As of August 2025, Joy Air had the following aircraft:

Joy Air fleet
| Aircraft | In service | Orders | Passengers | Notes |
| Boeing 737-800 | 3 | — | 186 |  |
| Comac C909 | — | 50 | 85 |  |
| Comac C919 | — | 20 | 156 |  |
| Xian MA60 | 22 | 21 | 60 |  |
| Xi'an MA700 | — | 30 | 86 | Launch customer. |
| Total | 25 | 91 |  |  |  |

==Incidents and accidents==
On 4 February 2014 Joy Air MA60 flight JR1533 from Taiyuan, China, carrying 7 crew members and 37 passengers, had a mechanical failure on the landing gear while landing at Zhengzhou. This caused landing gear to break and the aircraft's nose cone to hit the tarmac.

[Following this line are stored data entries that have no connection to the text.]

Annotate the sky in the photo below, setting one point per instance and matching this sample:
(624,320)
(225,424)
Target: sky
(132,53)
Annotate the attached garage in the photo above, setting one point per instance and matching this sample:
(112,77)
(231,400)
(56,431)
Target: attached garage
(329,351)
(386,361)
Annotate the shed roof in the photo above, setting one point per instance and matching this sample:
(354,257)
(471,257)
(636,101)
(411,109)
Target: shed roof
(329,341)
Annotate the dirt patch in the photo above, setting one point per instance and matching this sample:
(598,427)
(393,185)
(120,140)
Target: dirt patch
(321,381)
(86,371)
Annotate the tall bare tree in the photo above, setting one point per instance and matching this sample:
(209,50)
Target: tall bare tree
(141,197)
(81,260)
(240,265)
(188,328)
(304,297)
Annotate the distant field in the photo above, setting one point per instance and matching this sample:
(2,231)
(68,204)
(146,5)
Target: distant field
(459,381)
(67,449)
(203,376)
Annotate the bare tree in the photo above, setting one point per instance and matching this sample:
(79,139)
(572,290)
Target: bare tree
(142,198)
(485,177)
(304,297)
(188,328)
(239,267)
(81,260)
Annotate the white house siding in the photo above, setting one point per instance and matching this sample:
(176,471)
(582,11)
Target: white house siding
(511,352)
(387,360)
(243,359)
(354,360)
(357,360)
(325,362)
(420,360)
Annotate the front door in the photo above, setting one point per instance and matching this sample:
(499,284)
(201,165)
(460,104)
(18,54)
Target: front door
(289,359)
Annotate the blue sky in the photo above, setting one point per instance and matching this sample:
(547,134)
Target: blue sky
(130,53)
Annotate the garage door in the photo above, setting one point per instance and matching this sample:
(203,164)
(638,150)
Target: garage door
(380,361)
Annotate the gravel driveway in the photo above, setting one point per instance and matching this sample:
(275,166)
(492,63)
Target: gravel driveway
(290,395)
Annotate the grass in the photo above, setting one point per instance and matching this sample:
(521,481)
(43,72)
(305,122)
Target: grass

There were no injuries.

On 10 May 2015, Joy Air MA60 flight JR1529 from Yiwu to Fuzhou with 45 passengers and 7 crew landed on Fuzhou runway 3 at about 11:57 but veered off the runway and came to a stop off the runway edge about 500 metres past the runway threshold and about 50 metres off the runway centerline with all gear on soft ground. The engines struck the ground causing the wings to be nearly torn off, and resulted in substantial damage to the fuselage and structure. 7 occupants were injured.